In the previous article, we gave an example of a company ignoring the updated disaster recovery plan. As a result, data storage continues to expand. Four years later, the data growth made the tape storage process completely unable to implement RTO. After the problem is found, its solution is to change the recovery technology from linear tape storage to asynchronous replication storage. Asynchronous replication storage is located more than 400 miles away from the primary data center. This solution will cost more.
In today's economic system, few IT companies make budgets for such changes. In addition, tape storage is always slower than backup. The industry has been focusing on tape backup time windows, so the recovery time is often lost. When have you seen the vendor announce the restoration time of its technology? I don't think there are any manufacturers doing this.
There are many relatively emerging technologies in the market. If combined with some technologies, you can avoid some expensive solutions when implementing RTO. Let's look at the following technologies:
Delete duplicate data
Recently, manufacturers have talked about the data deduplication technology. If you do not know the technology, you should understand it. Deduplication is a higher form of compression, which can identify duplicate files in the file system. This technology can also be used at the data block level to find duplicate data blocks in the disk volume. So what are the benefits of it? It can find and delete duplicate files or data blocks in the storage volume and replace the duplicate data with pointers pointing to the "primary data file" or "primary data block. In this way, the amount of stored data is greatly reduced. In addition, it can be combined with the traditional File compression technology to compress the size of the "main file.
Can deduplication help us process all the data in the entire data center? The answer is no. This technology is especially useful for unorganized data-file servers that store employee office production files. Think about this situation: When the Human Resources Department sends a public welfare plan to employees, most employees Save the information. In this way, the number of copies of the same information is almost the same as the number of employees. Worse, you have to save all the information and data during disaster recovery. What is the effect of deduplication for well-organized data? Some databases are composed of some large files, so file-level deduplication is not helpful. However, deletion at the block level can help reduce data, but the reduction may not be too large. However, it can be helpful even if it can be reduced by a little bit.
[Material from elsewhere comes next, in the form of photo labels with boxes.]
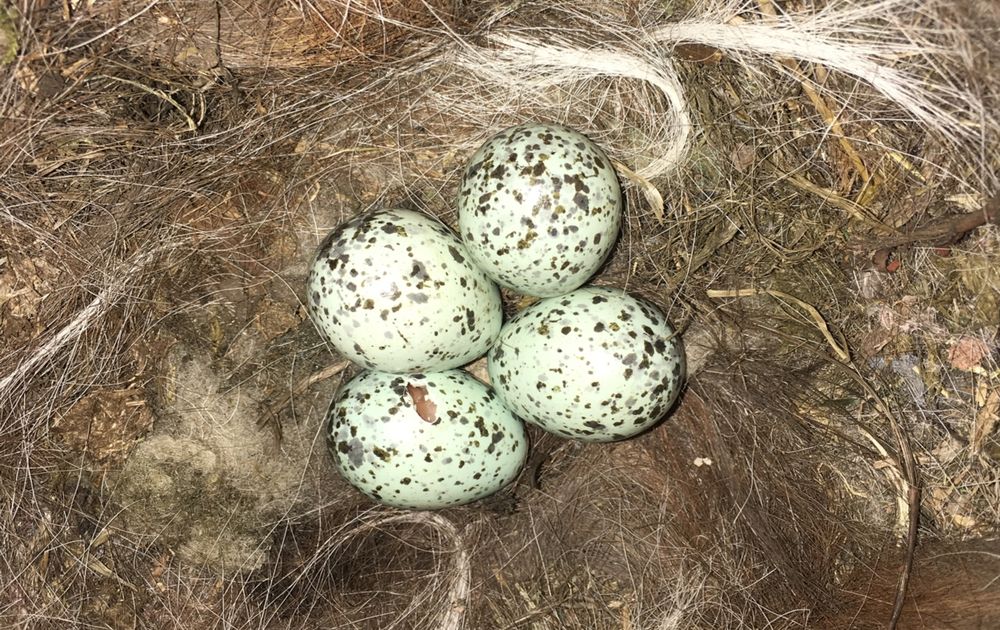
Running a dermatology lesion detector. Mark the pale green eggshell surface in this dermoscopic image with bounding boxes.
[458,123,622,297]
[327,370,528,509]
[306,209,503,373]
[488,287,685,442]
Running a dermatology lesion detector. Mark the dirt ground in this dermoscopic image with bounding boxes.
[0,0,1000,630]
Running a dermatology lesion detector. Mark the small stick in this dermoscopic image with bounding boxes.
[705,288,851,363]
[257,361,351,441]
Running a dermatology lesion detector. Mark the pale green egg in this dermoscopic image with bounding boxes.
[458,123,622,297]
[487,287,685,442]
[306,209,503,373]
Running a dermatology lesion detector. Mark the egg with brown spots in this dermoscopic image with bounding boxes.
[487,287,685,442]
[327,370,528,510]
[458,123,622,297]
[307,210,503,373]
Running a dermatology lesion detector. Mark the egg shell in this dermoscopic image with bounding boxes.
[458,123,622,297]
[307,209,503,373]
[327,370,528,509]
[487,287,685,442]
Similar databases with the same data block can delete duplicate data. However, databases with less duplicate information will not receive very obvious results.
Most of the latest backup and storage vendor products include deduplication. Therefore, you should consider product updates so that you can use these features, especially to delete data volumes with disordered structures. The smaller the data, the shorter the recovery time required for disaster recovery.
Storage Classification
Storage Tiering can also reduce data growth. Old data is stored in second-level storage tier ). Some products can separate Level 2 storage to help implement RTO. This process involves data classification, which means that the information in the primary storage tier is the most important and required by RTO. The information of level-2 storage is not as important as that of level-1 storage. It can be restored later. Old data is not necessary information for daily business, but it is also necessary information. It can be restored a little later. Let's look at an example. A disordered data volume usually uses only 20% of the data, and 80% of the data is accessed six months or even longer ago. Using Storage Classification can increase the recovery speed of major data by five times and easily implement business RTO. However, do not forget that there is still second-level storage data. It still needs to be restored, but it can be later.
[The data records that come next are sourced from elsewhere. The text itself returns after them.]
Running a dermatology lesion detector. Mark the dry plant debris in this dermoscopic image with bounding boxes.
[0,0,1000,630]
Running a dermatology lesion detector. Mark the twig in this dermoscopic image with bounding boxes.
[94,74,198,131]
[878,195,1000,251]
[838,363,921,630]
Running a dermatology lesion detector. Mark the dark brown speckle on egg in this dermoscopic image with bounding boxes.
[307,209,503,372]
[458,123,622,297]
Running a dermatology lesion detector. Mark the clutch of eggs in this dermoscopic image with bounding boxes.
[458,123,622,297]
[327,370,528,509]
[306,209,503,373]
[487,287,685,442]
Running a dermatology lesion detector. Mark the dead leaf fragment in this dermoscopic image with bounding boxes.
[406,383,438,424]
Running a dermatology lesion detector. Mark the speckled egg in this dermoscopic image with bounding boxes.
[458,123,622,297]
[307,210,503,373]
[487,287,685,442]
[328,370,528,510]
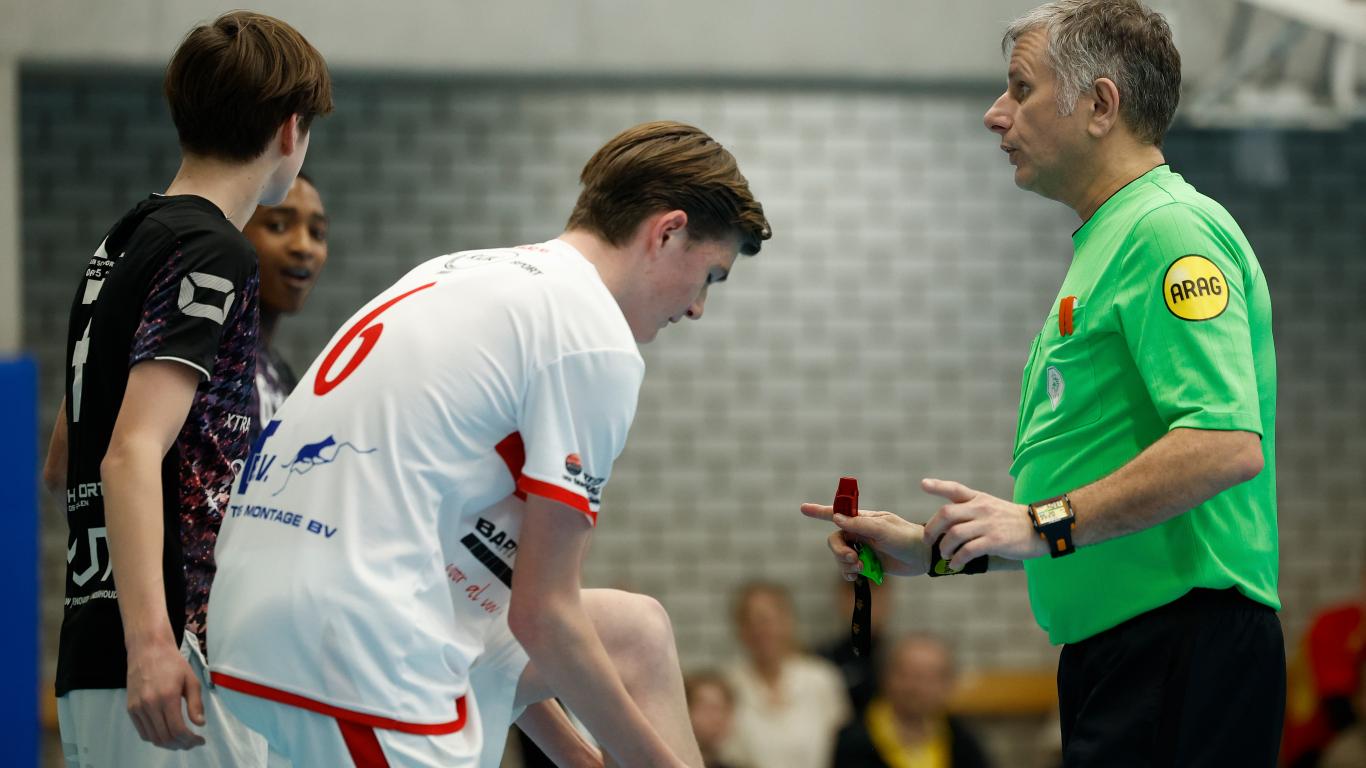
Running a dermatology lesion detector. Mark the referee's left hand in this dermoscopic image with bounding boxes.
[921,478,1048,570]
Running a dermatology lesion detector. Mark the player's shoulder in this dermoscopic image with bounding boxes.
[145,195,255,260]
[404,241,635,350]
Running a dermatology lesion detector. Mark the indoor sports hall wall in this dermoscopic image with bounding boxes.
[20,67,1366,679]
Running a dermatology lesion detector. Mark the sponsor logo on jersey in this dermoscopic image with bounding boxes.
[1162,254,1228,320]
[560,454,607,504]
[1044,365,1067,410]
[238,420,378,496]
[176,272,236,325]
[438,250,541,275]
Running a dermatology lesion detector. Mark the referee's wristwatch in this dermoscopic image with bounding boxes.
[1029,493,1076,558]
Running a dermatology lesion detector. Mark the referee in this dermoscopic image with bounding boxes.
[803,0,1285,768]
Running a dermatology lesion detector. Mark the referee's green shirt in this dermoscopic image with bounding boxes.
[1011,165,1280,644]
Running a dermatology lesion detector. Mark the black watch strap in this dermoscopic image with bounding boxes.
[926,536,988,578]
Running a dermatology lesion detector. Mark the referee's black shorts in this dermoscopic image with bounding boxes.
[1057,589,1285,768]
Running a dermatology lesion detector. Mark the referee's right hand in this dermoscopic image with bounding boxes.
[128,638,204,749]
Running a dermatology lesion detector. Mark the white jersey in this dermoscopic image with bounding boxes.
[209,241,645,732]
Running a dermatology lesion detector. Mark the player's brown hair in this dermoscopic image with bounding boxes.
[1001,0,1182,146]
[163,11,332,163]
[568,120,773,256]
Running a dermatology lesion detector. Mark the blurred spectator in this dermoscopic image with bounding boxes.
[1281,568,1366,768]
[725,584,850,768]
[833,634,990,768]
[818,578,893,717]
[683,671,735,768]
[1318,653,1366,768]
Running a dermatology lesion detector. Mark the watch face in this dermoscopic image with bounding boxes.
[1034,499,1072,526]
Unfortunately, the number of data storage hierarchical solutions that allow the recovery of level 1 and level 2 data is limited. Therefore, it is necessary to verify with the Hierarchical Storage Service Provider to ensure that level-1 data can be restored independently without level-2 data. In the near future, more Storage Classification solutions will emerge.
Data Management Policy
The company's data management policies can also help implement RTO. In terms of concept, the data management policy is similar to the storage classification, which includes the company's old data deletion policy-some old data can be deleted from the database after being stored on tape, DVD, and other media. This policy controls the size of an active data volume by removing old data. Old data and database records that exceed a certain period of time are automatically deleted. Based on the Data Type and importance, policies must be decisive in data processing. Although many financial records must be permanently retained, most records do not need to be retained on active storage for more than three years. A data document is enough. Generally, end users' office production data is retained in active memory for less than 18 months. These policies depend largely on the business scope and other institutional requirements, so these methods may not be applied in all circumstances.
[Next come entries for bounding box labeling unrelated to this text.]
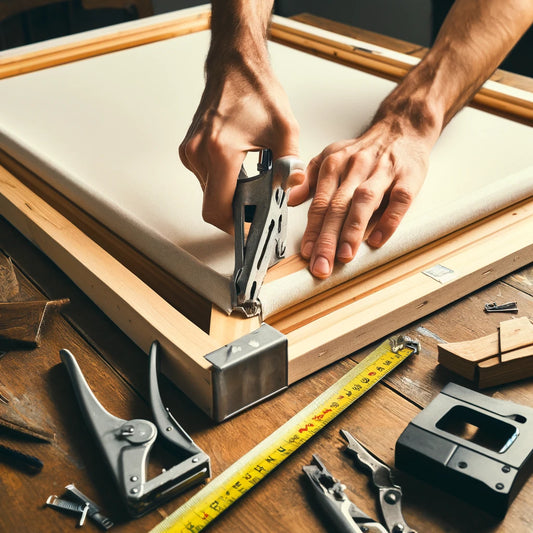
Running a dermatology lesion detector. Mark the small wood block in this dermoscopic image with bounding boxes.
[0,251,19,302]
[437,333,500,381]
[476,355,533,389]
[0,300,68,350]
[500,316,533,361]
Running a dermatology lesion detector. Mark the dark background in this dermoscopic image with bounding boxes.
[0,0,533,77]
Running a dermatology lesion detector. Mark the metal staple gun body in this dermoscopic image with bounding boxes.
[303,430,416,533]
[232,149,304,317]
[60,342,211,517]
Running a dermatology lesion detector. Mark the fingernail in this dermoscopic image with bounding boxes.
[311,255,330,277]
[337,242,353,261]
[367,230,383,247]
[302,241,313,259]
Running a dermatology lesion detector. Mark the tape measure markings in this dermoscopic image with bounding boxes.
[151,341,413,533]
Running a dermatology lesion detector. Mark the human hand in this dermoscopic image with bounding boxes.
[289,119,437,278]
[179,55,304,233]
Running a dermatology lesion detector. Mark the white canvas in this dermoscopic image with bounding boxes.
[0,32,533,317]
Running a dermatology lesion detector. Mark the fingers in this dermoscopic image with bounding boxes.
[301,151,373,278]
[202,143,245,233]
[302,139,426,278]
[367,178,419,248]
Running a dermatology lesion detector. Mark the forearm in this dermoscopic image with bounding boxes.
[375,0,533,140]
[206,0,274,74]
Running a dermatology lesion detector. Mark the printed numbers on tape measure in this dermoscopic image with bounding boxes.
[152,341,412,533]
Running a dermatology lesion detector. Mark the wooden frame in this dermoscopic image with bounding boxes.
[0,9,533,416]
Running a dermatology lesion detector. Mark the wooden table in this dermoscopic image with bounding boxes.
[0,12,533,533]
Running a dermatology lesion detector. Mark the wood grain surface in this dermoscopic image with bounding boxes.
[0,212,533,533]
[0,12,533,533]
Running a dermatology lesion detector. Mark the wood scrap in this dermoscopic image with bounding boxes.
[0,299,69,350]
[0,250,19,302]
[438,317,533,388]
[500,316,533,361]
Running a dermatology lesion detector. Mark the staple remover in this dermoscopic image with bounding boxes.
[232,149,304,317]
[304,430,416,533]
[303,455,387,533]
[60,342,211,517]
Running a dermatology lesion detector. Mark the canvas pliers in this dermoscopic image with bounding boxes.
[303,430,416,533]
[60,342,211,517]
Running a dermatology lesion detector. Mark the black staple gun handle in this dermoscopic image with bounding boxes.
[60,342,210,517]
[232,149,304,316]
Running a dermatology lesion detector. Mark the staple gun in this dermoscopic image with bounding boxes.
[60,342,211,517]
[232,149,305,317]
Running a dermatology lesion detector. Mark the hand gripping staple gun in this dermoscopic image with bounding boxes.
[232,149,305,317]
[60,342,211,517]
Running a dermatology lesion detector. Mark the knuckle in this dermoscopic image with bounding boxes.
[329,194,350,217]
[321,153,341,175]
[315,232,338,257]
[355,184,379,205]
[309,193,329,217]
[347,150,371,169]
[344,217,366,235]
[390,185,414,207]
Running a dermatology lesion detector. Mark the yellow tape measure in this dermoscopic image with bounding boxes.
[151,337,416,533]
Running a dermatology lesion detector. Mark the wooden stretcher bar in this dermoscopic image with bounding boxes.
[0,6,533,419]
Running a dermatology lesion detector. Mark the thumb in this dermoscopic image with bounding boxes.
[274,155,305,190]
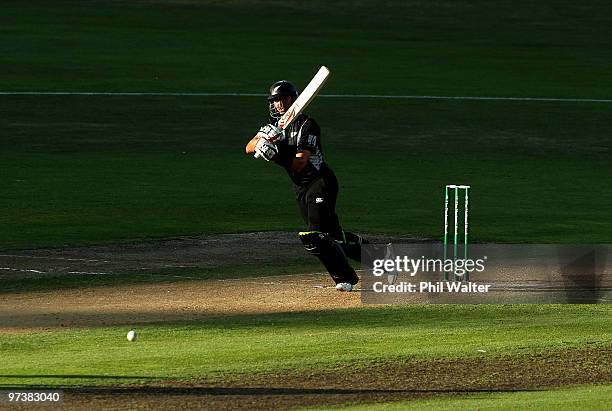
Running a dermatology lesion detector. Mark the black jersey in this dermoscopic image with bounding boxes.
[276,114,327,187]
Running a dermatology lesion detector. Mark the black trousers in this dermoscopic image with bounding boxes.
[296,166,344,241]
[296,166,367,262]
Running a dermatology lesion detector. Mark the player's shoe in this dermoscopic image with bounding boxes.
[336,283,353,291]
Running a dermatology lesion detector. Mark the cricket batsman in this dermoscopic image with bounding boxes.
[246,80,367,291]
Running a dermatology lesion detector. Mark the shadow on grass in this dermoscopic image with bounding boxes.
[0,375,540,396]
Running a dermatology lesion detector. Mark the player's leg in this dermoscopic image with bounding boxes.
[298,179,359,285]
[322,168,369,262]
The disadvantage of a data management policy is that it requires certain management and audit. Deleting archived data may cause some system problems. If it is a legal reservation, Federal Rules of Civil Procedure rejects the deletion. In addition, the search engine technology may make all the data appear to have been recently accessed. The search engine must open and read the entire file to create an index. Therefore, make sure that your search technology records the files that have been indexed. Otherwise, the system will never find files that have not been accessed recently.
If the data growth rate is so fast that these measures can only win a small amount of time, you will need to execute other optional technologies to ensure RTO is satisfied.